The San Francisco Chronicle looked at the emerging definition of “caffeine use disorder” this week, noting that roughly one in ten people meet key criteria for caffeine use disorder: they wanted to cut back but could not despite knowing that it was causing them harm, and they suffered withdrawal symptoms when they tried to quit.

“'I’ve tried to quit it, but I get headaches',” said one caffeine addict in the story.

“'I’ve seen people who have gone to great lengths to get caffeine when it was unavailable,'” a researcher added. “'I knew one woman who pretty much ruined her husband's tropical vacation because she spent half the day looking for caffeine.’”

Two cups of coffee can cause headaches, anxiety, and jittery hands. And higher doses - like six shots of espresso - can cause mania and psychosis and eventually death. Caffeine is a very addictive and is analogous to nicotine.

"'There are people who have chronic reflux, stomach acid pain, bleeding, hemorrhoids - all because of coffee. They're suffering a lot,'" said Keith Humphreys, a Stanford addiction expert quoted in the story. "'But they try and they fail to stop.'"

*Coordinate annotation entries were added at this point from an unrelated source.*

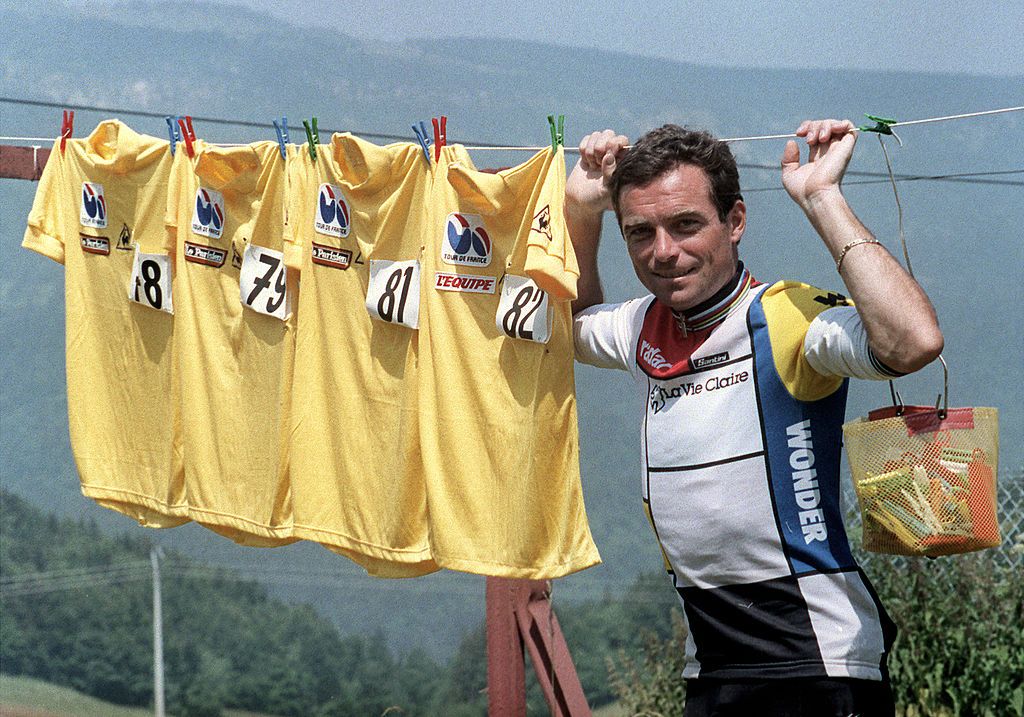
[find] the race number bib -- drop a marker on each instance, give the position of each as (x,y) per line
(393,294)
(522,311)
(263,282)
(151,281)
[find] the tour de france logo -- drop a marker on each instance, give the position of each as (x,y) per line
(466,241)
(208,219)
(93,206)
(332,212)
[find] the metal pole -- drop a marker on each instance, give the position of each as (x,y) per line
(158,635)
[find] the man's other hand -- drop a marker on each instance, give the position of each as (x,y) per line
(830,145)
(587,187)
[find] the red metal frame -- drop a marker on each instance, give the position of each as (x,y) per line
(519,615)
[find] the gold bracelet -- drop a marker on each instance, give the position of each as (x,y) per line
(848,247)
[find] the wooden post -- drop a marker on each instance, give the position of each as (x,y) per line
(23,162)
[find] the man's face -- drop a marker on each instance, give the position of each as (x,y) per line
(681,251)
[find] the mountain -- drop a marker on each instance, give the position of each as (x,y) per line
(222,62)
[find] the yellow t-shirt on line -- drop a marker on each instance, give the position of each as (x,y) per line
(498,417)
(98,207)
(355,469)
(225,218)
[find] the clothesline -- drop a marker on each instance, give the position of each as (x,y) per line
(491,148)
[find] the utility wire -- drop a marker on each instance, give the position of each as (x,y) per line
(967,177)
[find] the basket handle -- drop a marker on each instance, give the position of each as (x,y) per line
(942,398)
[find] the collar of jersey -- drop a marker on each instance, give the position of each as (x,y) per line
(717,307)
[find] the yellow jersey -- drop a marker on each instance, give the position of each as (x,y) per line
(355,468)
(97,210)
(235,337)
(498,415)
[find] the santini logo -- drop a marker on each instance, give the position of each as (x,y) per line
(652,356)
(93,206)
(208,217)
(466,242)
(713,360)
(329,256)
(332,212)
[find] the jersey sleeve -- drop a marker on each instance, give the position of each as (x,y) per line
(836,344)
(790,309)
(365,167)
(605,335)
(550,258)
(180,166)
(43,232)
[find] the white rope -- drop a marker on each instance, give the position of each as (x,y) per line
(29,139)
(492,148)
(956,117)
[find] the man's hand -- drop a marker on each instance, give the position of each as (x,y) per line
(587,187)
(830,145)
(587,198)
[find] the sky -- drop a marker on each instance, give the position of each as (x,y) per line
(981,37)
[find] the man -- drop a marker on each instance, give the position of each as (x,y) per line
(744,392)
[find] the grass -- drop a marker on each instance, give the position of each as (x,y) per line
(31,698)
(25,697)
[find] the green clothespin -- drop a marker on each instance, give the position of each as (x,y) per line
(557,131)
(312,137)
(882,125)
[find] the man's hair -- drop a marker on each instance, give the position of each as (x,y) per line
(663,150)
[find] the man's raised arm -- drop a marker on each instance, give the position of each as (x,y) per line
(902,329)
(587,198)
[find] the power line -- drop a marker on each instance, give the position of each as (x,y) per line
(966,177)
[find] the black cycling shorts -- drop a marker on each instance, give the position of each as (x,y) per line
(813,697)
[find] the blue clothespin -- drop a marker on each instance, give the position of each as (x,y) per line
(423,136)
(172,131)
(557,131)
(282,130)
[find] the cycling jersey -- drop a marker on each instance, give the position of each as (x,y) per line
(97,210)
(740,448)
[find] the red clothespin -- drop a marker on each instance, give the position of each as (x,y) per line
(187,133)
(440,129)
(67,128)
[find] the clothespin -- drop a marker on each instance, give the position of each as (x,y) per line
(421,136)
(67,128)
(882,125)
(312,137)
(557,131)
(282,130)
(187,133)
(440,138)
(172,132)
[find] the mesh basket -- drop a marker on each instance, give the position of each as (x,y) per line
(926,483)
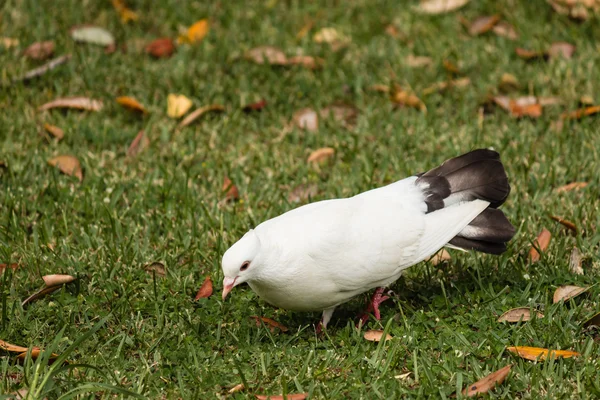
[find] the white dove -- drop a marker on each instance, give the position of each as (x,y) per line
(320,255)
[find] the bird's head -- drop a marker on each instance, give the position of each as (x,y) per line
(239,262)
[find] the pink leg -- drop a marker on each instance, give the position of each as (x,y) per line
(373,306)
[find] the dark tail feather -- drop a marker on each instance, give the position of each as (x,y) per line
(478,174)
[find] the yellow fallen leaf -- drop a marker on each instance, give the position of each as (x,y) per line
(177,105)
(68,165)
(538,353)
(131,104)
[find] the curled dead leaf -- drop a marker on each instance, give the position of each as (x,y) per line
(376,336)
(40,50)
(538,353)
(487,383)
(519,314)
(79,103)
(271,324)
(131,104)
(139,143)
(320,155)
(205,290)
(54,131)
(567,292)
(540,245)
(200,112)
(68,165)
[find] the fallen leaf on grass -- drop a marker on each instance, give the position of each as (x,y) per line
(230,190)
(131,104)
(582,112)
(125,13)
(200,112)
(195,33)
(440,257)
(93,35)
(483,24)
(161,48)
(54,131)
(78,103)
(306,119)
(258,106)
(567,224)
(296,396)
(538,353)
(403,98)
(376,336)
(321,155)
(540,244)
(567,292)
(39,71)
(440,6)
(205,290)
(271,324)
(571,186)
(486,384)
(68,165)
(519,314)
(40,50)
(575,261)
(139,143)
(157,268)
(177,105)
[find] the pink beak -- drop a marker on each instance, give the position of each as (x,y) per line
(228,284)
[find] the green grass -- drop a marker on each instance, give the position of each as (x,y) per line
(164,204)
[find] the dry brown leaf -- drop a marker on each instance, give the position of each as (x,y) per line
(131,104)
(540,244)
(200,112)
(68,165)
(403,98)
(519,314)
(567,224)
(582,112)
(504,29)
(567,292)
(79,103)
(195,33)
(205,290)
(306,119)
(139,143)
(161,48)
(230,190)
(271,324)
(486,384)
(440,6)
(157,268)
(418,61)
(571,186)
(538,353)
(376,336)
(295,396)
(40,50)
(57,279)
(440,257)
(575,261)
(266,54)
(178,105)
(483,24)
(54,131)
(258,106)
(563,49)
(321,155)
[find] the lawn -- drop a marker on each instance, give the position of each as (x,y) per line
(126,328)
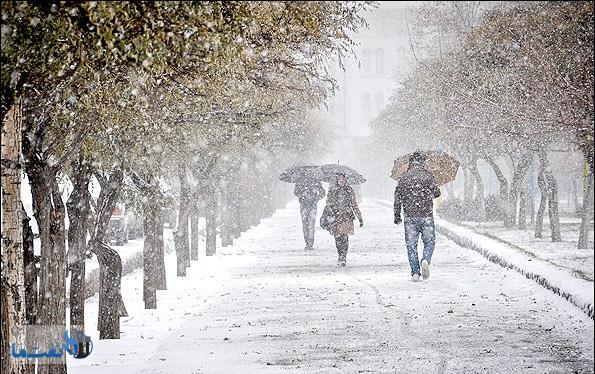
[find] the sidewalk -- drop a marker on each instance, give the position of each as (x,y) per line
(527,261)
(264,305)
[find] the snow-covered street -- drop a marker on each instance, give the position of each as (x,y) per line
(266,305)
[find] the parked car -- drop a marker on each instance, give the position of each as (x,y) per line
(118,230)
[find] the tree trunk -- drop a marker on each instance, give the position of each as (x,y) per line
(149,259)
(211,221)
(78,213)
(110,297)
(574,195)
(181,234)
(587,212)
(31,289)
(226,215)
(467,185)
(31,273)
(194,233)
(49,212)
(553,206)
(541,182)
(517,180)
(13,295)
(480,190)
(503,182)
(111,304)
(522,210)
(160,280)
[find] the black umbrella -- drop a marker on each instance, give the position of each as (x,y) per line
(330,172)
(307,174)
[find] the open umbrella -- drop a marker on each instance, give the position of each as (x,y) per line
(330,171)
(301,174)
(443,166)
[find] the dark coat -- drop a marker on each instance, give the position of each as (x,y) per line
(340,211)
(416,189)
(309,194)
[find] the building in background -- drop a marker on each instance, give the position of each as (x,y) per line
(383,58)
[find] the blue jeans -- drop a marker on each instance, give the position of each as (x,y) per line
(308,212)
(414,226)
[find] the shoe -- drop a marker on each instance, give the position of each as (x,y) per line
(425,269)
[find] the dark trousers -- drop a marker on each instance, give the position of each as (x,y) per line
(308,212)
(342,243)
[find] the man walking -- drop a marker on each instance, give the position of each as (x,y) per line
(308,193)
(414,193)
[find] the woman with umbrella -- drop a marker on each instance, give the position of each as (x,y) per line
(340,211)
(309,191)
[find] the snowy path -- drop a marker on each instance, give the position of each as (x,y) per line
(266,305)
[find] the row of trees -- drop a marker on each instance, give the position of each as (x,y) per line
(514,81)
(132,95)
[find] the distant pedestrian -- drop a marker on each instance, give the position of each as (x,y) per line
(308,194)
(414,193)
(340,211)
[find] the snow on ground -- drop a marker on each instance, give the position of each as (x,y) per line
(563,254)
(266,305)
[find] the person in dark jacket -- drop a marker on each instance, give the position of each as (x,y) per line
(340,211)
(414,193)
(308,194)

However: “for something to be considered an addiction, it needs to be truly disruptive - causing problems in personal relationships, for example, or interfering with the ability to work,” the story continued.

And herein lies the double standard:

— anxious, irritable caffeine addicts aren’t labeled as such and ostracized. Problems in a caffeine addict’s personal relationships aren’t immediately blamed on the ubiquitous, mind-altering drug. Businesses outright nurture the addiction with free caffeine to boost productivity.

— Conversely, any amount of marijuana use can cause “problems in personal relationships.” because half the country thinks any use at all is deviant, illegal behavior. "About half of Americans (51%) say they would feel uncomfortable if people around them used marijuana while 48% would not," Pew reported.

Even if marijuana is not interfering with one’s ability to work, off-hours use of pot is grounds for immediate employment termination.

Talk about "truly disruptive."

As Dr. Sunil Aggarwal noted, rates of purported marijuana addiction are probably lower than everyone believes, because several criteria for pot addiction have little to do with personal behavior, and everything to do with the social consequences of prohibition.

As Time Magazine keenly noted: "[I]t may be the social consequences of using marijuana that are more harmful than the physical ones. Peele notes that being convicted for marijuana possession can make a college student ineligible for federal student aid. 'No psychologist in the universe could possibly say that smoking marijuana is worse for you than being deprived of the opportunity to get an education,' says Peele."